III. Maintenance and Cure
“Maintenance and cure is the obligation to care for a seaman injured during the course of maritime employment.” Kopczynski v. The Jacqueline, 742 F.2d 555, 559 (9th Cir.1984). Regardless of fault, a shipowner is required to pay for the maintenance and cure of a crew member who is injured in the service of the *628vessel; recovery for maintenance and cure “is in no sense predicated on the fault or negligence of the shipowner.” Aguilar v. Standard Oil Co., 318 U.S. 724, 730, 63 S.Ct. 930, 87 L.Ed. 1107 (1943). See also Crooks v. United States, 459 F.2d 631, 632 (9th Cir.1972).
Camacho has produced evidence from which a reasonable jury could conclude that he sustained an injury to his knee and that the injury occurred during his shift as a fire watch aboard the Northern Victor F/V. Icicle Seafoods’ own evidence that if an injury in fact occurred, it happened during his two-week leave, presents a factual dispute suitable for resolution at trial.

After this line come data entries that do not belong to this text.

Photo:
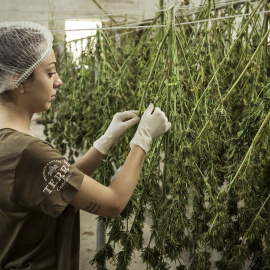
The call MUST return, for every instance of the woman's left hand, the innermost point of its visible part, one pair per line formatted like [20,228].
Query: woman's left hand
[120,123]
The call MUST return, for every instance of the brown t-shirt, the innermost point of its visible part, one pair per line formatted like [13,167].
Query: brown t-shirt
[38,228]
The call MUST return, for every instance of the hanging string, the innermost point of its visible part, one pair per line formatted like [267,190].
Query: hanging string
[158,26]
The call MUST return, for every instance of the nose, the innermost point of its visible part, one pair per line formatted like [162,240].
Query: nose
[58,82]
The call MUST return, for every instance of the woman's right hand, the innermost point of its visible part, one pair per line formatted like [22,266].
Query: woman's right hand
[152,125]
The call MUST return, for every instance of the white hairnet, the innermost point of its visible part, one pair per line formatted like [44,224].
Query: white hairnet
[23,46]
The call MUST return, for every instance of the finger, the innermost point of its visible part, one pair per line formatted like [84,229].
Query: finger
[168,126]
[149,109]
[123,116]
[157,110]
[133,111]
[128,115]
[132,122]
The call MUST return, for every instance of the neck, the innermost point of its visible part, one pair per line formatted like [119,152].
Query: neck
[15,118]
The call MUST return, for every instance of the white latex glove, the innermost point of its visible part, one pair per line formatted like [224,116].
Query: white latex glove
[152,125]
[120,123]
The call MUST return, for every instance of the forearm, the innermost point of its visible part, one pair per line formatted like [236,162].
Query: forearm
[126,179]
[89,161]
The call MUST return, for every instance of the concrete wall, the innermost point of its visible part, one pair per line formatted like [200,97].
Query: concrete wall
[53,13]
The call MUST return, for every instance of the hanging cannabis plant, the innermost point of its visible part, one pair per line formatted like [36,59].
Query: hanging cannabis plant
[212,193]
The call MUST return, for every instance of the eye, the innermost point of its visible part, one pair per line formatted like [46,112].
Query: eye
[51,74]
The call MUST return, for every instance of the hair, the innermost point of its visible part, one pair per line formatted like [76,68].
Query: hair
[23,47]
[28,39]
[10,96]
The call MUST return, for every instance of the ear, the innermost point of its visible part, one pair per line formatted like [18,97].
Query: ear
[20,88]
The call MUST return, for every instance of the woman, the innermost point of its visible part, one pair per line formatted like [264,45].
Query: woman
[40,192]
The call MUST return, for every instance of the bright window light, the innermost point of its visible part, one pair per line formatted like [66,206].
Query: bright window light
[77,47]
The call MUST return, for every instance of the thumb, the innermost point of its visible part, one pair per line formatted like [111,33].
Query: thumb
[131,122]
[149,109]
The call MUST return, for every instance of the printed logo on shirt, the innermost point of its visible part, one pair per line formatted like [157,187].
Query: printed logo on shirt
[56,174]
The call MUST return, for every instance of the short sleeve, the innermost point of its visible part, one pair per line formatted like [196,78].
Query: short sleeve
[44,180]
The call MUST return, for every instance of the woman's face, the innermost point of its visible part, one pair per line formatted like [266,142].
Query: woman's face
[40,92]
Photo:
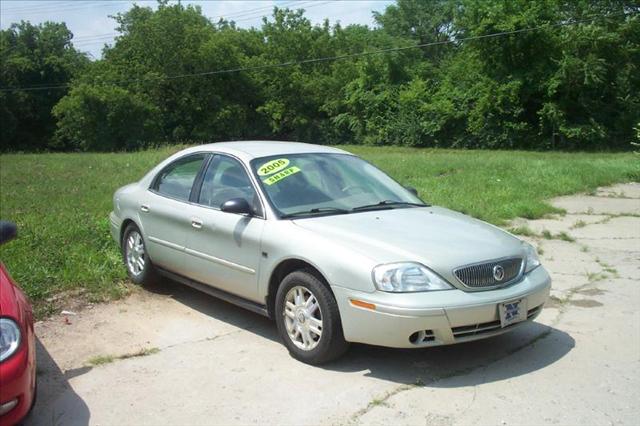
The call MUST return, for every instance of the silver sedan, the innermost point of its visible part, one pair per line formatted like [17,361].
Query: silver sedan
[326,244]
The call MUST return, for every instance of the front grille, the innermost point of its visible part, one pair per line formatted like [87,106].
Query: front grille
[482,274]
[488,327]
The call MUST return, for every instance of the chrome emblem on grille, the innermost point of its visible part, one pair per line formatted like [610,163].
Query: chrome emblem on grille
[498,272]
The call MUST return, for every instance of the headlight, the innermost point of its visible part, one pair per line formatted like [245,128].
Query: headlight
[9,338]
[532,260]
[407,277]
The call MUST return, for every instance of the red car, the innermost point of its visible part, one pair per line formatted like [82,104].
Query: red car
[17,345]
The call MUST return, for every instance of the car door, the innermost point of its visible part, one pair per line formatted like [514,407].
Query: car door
[223,249]
[163,214]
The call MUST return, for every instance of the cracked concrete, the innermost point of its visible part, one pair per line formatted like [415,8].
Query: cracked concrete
[218,364]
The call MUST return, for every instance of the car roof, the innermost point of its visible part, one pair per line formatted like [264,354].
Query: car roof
[248,150]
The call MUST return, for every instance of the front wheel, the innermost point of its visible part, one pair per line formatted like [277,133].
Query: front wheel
[139,266]
[308,319]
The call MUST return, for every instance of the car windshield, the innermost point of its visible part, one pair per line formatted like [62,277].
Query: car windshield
[300,185]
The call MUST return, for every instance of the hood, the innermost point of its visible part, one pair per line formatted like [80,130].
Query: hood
[438,238]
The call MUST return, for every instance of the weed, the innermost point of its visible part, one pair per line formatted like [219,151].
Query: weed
[107,359]
[524,231]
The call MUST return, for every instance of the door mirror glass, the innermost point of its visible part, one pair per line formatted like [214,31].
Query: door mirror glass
[238,206]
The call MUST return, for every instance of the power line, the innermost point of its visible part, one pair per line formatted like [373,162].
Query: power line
[337,57]
[67,8]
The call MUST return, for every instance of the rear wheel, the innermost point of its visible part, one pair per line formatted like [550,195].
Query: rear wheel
[139,266]
[308,319]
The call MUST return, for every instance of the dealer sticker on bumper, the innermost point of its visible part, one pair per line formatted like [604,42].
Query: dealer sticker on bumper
[512,312]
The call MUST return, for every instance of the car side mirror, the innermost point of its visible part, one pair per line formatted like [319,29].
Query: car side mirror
[8,231]
[237,206]
[412,190]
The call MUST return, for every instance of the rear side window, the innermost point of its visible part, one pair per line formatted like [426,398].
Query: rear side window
[176,180]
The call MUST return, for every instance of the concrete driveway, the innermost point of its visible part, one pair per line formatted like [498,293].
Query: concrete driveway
[174,356]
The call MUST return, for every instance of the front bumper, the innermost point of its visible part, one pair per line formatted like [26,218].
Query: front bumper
[410,320]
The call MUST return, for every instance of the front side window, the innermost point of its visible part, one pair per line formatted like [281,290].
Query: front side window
[297,184]
[225,179]
[176,180]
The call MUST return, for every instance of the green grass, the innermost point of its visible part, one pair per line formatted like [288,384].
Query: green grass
[61,201]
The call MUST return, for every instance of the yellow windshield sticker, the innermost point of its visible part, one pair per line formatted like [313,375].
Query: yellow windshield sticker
[281,175]
[273,166]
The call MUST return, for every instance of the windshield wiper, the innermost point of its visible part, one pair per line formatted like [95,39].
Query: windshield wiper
[317,210]
[387,204]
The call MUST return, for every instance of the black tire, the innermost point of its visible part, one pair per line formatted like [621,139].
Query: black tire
[147,276]
[331,344]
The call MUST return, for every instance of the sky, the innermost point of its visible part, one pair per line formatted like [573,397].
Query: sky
[91,26]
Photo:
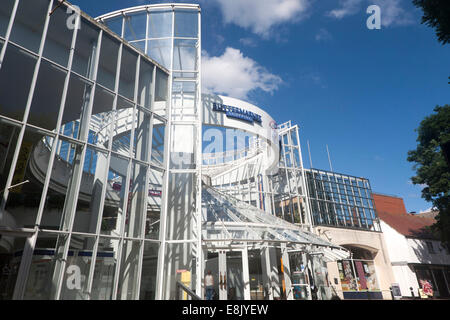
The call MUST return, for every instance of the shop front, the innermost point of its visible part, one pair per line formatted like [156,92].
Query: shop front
[358,275]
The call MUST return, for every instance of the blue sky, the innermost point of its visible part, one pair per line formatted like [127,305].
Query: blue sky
[361,91]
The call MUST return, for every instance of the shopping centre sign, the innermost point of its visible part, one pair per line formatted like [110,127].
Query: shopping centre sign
[237,113]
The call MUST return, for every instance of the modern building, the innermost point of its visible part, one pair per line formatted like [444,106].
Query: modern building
[344,213]
[420,262]
[108,189]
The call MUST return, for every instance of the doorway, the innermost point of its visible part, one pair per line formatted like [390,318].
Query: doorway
[228,270]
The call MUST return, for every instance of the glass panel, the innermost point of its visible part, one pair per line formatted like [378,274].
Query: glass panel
[299,276]
[92,181]
[161,86]
[8,143]
[29,24]
[105,266]
[142,135]
[47,96]
[154,205]
[115,24]
[56,210]
[85,50]
[186,24]
[139,45]
[78,263]
[44,269]
[59,38]
[11,248]
[148,276]
[102,117]
[123,124]
[158,144]
[5,14]
[159,50]
[115,195]
[235,277]
[145,84]
[29,176]
[128,277]
[185,55]
[78,97]
[108,62]
[14,89]
[135,26]
[160,24]
[128,73]
[137,202]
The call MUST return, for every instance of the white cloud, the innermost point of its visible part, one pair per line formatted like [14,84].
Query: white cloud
[323,35]
[347,7]
[261,15]
[392,12]
[248,42]
[235,75]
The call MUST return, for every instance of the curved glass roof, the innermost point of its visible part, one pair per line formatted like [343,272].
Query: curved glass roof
[229,220]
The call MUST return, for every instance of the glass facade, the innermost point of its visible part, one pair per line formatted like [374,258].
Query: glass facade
[101,165]
[341,201]
[79,173]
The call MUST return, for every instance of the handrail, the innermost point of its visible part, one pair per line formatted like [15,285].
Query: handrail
[180,286]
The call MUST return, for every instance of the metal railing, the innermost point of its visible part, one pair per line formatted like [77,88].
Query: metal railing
[181,288]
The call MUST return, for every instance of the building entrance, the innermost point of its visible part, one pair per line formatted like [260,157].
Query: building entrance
[227,269]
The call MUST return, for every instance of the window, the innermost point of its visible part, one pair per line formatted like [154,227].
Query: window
[430,247]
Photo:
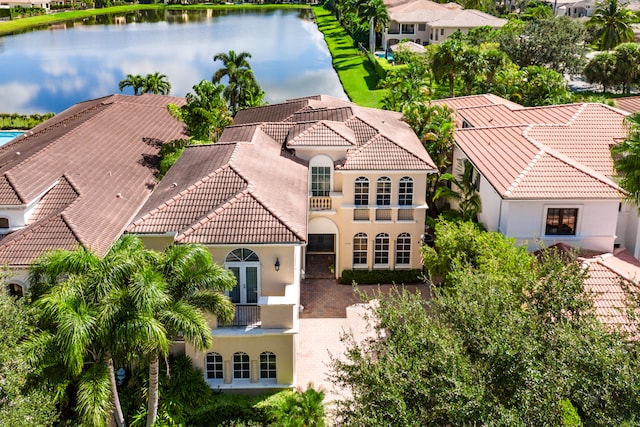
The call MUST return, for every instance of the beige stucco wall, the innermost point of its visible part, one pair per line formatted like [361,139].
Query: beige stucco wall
[282,345]
[342,216]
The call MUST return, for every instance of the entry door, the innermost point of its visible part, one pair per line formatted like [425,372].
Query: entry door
[246,291]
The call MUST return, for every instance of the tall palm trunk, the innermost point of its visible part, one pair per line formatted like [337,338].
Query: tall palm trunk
[118,415]
[152,406]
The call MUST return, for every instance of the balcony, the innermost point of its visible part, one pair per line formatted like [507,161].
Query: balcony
[405,214]
[361,214]
[320,203]
[246,315]
[383,214]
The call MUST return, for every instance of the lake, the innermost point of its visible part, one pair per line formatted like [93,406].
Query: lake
[50,70]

Notwithstanding this material issue of fact, the district court dismissed Camacho’s claim for maintenance and cure pursuant to Local Rule 7(b)(2), which authorizes a court to consider a party’s “fail[ure] to file papers in opposition to a motion ... as an admission by the party that the motion has merit.” Although Camacho filed an opposition to Icicle Seafoods’ Motion for Summary Judgment, he did not specifically address Icicle Seafoods’ argument that it was entitled to judgment on Camacho’s claim for maintenance and cure. Camacho did, however, produce evidence sufficient to support this claim.
Granting summary judgment “simply because no papers opposing the motion are filed or served, and without regard to whether genuine issues of material fact exist, [is] inconsistent with [Fed.R.Civ.P.] 56.” In re Rogstad, 126 F.3d 1224, 1227 (9th Cir.1997). The district court was required to examine the record before dismissing the maintenance and cure claim. Had it done so, it would have determined that Camacho produced evidence from which a reasonable fact finder could conclude that he suffered an injury while he was in service of the vessel. We reverse the grant of summary judgment on this claim and remand for trial.
AFFIRMED IN PART; REVERSED AND REMANDED IN PART.
Appellant shall recover costs on appeal.
This disposition is not appropriate for publication and may not be cited to or by the courts of this circuit except as provided by Ninth Cir. R. 36-3.